Earlier this evening, Mary Ann Zehr, formerly a reporter with Education Week and now a high school ESL teacher in Washington, D.C., sent a tweet recommending something called SAS Curriculum Pathways for history resources.

Since I have always respected Mary Ann’s judgement, I immediately checked it out.

And I’m impressed.

It has a huge amount of interactives in all subjects. In many of them, students complete the activity online, and then send their work electronically to their teacher (it can also be printed out).

Before I continue, I should also mention that it’s free…

I really don’t know who SAS is (I didn’t have time to investigate), but they have set this system up so it’s free to educators and their students. The teacher signs-up and is give a log-in name for all the students in a school. It doesn’t appear that students need their own individual log-in because they have to type in their name before beginning any activity. Let me tell you, that will make using this site immeasurably easy — students won’t have to remember — or forget — individual passwords!

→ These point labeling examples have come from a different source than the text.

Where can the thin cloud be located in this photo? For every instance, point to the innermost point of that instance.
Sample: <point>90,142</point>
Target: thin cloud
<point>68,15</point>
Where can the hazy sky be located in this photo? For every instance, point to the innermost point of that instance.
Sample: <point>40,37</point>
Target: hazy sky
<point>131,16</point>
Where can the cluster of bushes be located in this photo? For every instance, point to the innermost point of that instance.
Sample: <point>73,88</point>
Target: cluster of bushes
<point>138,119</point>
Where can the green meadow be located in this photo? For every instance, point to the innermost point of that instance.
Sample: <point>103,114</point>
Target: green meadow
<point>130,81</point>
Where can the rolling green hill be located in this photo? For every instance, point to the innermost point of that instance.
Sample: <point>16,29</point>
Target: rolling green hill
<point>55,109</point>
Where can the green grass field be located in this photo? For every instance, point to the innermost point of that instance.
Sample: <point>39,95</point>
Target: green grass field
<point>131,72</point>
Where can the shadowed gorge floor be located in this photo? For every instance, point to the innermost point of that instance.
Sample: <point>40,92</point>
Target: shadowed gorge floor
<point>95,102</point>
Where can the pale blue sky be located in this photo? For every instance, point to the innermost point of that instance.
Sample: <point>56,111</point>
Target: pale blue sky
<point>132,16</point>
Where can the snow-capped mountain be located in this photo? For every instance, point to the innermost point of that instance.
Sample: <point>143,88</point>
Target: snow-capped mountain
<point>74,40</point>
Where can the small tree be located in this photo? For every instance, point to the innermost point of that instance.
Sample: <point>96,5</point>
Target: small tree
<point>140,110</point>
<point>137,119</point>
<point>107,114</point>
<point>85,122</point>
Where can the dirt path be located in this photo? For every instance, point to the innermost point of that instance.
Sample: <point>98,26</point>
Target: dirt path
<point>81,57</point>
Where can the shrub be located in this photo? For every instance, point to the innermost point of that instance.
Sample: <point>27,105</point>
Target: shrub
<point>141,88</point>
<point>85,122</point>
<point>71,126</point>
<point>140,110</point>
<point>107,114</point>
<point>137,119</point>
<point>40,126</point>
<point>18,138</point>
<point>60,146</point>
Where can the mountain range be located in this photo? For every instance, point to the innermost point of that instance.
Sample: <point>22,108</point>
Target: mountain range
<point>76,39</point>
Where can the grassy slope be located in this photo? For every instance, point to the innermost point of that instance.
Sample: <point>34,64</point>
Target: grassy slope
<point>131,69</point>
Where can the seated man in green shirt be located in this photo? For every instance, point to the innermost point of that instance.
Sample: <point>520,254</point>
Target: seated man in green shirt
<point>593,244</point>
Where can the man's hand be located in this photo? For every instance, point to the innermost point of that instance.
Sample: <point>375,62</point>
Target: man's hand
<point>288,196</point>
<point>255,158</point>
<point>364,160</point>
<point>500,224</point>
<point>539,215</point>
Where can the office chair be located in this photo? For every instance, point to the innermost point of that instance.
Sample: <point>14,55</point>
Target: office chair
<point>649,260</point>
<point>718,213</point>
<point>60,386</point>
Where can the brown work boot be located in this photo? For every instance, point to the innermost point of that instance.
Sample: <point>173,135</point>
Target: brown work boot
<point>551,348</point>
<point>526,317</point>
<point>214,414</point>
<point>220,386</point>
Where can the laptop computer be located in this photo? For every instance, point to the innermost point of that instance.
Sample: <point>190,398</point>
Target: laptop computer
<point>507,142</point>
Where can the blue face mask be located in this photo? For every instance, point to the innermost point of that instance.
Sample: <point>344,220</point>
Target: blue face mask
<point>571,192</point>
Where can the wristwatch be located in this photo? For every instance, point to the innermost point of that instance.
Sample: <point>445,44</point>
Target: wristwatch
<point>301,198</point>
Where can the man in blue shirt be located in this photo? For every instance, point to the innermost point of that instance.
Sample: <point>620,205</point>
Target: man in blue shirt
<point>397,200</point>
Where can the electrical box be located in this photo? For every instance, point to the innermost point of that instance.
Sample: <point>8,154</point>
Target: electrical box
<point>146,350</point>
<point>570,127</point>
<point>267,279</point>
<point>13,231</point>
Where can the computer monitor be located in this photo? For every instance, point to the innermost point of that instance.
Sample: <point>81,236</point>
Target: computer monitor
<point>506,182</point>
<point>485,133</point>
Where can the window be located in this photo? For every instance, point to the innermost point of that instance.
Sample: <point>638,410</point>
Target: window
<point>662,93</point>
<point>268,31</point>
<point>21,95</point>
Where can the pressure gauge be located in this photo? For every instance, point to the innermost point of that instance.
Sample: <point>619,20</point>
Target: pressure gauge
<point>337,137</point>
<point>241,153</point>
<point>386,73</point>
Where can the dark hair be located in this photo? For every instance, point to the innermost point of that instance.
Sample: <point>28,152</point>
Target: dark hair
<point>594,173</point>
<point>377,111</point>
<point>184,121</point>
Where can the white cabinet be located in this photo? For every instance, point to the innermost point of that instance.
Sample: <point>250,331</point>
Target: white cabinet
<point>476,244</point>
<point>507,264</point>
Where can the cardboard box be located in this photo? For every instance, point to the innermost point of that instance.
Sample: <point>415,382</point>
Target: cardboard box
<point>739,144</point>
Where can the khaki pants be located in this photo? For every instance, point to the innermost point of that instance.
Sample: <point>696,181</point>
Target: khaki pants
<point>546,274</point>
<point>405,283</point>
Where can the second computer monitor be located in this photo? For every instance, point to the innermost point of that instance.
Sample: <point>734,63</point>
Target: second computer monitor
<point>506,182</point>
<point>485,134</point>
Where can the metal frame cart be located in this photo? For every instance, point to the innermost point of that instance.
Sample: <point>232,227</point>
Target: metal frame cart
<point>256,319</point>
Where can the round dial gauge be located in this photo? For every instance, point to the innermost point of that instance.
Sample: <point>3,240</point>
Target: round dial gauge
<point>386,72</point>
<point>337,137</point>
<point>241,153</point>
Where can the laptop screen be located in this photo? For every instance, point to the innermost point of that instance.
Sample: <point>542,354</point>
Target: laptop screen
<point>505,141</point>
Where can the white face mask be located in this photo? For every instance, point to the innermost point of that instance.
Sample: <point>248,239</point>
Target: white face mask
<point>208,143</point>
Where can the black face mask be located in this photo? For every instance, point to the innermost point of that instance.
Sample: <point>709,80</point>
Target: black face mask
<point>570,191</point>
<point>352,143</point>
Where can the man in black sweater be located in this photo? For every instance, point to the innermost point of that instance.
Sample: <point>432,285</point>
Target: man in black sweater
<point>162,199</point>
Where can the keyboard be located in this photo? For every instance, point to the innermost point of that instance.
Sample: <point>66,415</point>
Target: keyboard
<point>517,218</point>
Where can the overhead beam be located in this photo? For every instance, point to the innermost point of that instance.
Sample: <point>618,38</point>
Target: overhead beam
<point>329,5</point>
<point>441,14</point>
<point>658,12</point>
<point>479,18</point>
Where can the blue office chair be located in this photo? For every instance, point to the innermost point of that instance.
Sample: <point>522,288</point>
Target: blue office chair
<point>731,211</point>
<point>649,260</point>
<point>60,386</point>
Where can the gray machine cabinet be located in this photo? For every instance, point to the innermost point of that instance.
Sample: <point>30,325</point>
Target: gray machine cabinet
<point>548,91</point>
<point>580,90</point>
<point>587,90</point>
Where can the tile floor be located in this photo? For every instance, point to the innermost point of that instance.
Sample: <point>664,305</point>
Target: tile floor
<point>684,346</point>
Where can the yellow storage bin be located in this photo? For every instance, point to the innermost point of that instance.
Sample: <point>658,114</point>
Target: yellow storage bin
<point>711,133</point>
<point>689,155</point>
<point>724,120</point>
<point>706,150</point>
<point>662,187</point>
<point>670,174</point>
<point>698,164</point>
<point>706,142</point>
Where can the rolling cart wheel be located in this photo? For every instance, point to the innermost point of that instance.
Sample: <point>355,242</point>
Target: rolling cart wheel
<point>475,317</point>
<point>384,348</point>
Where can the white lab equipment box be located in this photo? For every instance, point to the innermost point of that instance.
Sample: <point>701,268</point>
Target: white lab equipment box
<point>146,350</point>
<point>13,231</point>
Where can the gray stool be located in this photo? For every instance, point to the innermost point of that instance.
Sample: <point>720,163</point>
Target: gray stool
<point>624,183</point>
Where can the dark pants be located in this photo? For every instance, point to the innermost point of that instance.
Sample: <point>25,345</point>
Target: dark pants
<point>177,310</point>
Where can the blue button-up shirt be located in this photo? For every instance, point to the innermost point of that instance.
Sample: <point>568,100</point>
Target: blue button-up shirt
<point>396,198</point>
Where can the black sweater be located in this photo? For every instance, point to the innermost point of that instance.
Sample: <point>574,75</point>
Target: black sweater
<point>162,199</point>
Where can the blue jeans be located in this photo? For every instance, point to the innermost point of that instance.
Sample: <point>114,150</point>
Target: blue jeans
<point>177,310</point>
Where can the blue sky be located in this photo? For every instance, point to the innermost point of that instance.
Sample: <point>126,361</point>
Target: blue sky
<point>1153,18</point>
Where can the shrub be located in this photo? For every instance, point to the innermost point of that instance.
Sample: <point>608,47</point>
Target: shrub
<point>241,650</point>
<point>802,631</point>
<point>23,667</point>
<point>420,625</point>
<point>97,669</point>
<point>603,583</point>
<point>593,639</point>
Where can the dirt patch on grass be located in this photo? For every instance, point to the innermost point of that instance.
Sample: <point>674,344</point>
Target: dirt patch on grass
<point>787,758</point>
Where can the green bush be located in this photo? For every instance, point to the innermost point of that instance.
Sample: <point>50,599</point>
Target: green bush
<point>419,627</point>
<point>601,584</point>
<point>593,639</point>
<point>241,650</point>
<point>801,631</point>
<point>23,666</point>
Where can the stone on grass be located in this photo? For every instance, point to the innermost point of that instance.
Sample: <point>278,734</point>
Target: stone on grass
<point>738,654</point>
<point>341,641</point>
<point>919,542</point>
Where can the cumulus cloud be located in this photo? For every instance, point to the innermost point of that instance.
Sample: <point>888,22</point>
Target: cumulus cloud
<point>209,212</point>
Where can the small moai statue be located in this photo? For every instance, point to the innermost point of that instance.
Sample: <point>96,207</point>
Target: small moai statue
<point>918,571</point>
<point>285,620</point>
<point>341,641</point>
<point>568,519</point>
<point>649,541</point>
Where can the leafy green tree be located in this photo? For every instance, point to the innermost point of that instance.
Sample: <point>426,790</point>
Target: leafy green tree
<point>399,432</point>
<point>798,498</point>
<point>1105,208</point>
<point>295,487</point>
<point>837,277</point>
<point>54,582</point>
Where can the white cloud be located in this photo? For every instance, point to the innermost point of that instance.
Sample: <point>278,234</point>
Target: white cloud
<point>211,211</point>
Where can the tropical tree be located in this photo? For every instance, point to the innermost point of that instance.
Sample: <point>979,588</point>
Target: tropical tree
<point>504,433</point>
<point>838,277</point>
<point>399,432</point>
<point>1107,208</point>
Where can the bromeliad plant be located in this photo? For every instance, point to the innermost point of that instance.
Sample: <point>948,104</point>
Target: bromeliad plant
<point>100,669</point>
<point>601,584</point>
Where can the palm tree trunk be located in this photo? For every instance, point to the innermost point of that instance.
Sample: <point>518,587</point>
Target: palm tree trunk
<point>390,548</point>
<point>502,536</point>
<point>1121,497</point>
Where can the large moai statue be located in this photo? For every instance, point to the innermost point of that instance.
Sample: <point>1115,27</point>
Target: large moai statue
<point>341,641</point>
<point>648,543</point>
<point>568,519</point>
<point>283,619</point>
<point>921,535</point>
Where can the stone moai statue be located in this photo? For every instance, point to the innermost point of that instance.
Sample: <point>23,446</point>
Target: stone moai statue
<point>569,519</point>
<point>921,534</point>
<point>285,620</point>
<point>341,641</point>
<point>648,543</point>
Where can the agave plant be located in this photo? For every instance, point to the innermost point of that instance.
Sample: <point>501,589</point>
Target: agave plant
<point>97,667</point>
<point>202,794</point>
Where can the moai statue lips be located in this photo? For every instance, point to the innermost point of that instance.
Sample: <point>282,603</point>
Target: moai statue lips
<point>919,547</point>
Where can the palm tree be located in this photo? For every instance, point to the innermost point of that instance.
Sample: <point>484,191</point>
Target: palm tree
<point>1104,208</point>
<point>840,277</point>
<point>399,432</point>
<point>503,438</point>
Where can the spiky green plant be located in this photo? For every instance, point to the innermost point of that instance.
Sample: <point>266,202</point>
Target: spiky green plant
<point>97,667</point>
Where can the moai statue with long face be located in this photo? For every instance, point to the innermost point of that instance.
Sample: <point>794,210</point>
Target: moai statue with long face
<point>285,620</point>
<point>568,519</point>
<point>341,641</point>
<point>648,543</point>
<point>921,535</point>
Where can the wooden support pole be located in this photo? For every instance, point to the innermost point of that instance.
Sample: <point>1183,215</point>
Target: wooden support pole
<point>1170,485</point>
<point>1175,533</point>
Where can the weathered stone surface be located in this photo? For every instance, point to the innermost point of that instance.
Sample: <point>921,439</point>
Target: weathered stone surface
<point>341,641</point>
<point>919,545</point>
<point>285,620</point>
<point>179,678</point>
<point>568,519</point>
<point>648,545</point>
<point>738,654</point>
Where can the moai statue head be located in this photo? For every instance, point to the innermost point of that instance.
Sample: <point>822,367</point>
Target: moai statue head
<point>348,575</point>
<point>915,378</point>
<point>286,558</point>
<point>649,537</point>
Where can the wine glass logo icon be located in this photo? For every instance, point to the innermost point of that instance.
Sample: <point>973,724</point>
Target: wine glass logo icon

Since I’m teaching US History this year, I mainly focused on those sites, and they looked pretty good and accessible to ELL’s with audio support for the text. The site, though, has resources for all subjects.

In my quick review of the US History sites, they all appeared engaging, though primarily geared to lower-levels of thinking, primarily comprehension and recall. But since I use the Web generally as a reinforcement tool, that works fine for me.

Let me know if you’re familiar with SAS or, if you are just starting out with it, what you think of their other activities.

I’m adding it to The Best Websites For Teaching & Learning About U.S. History.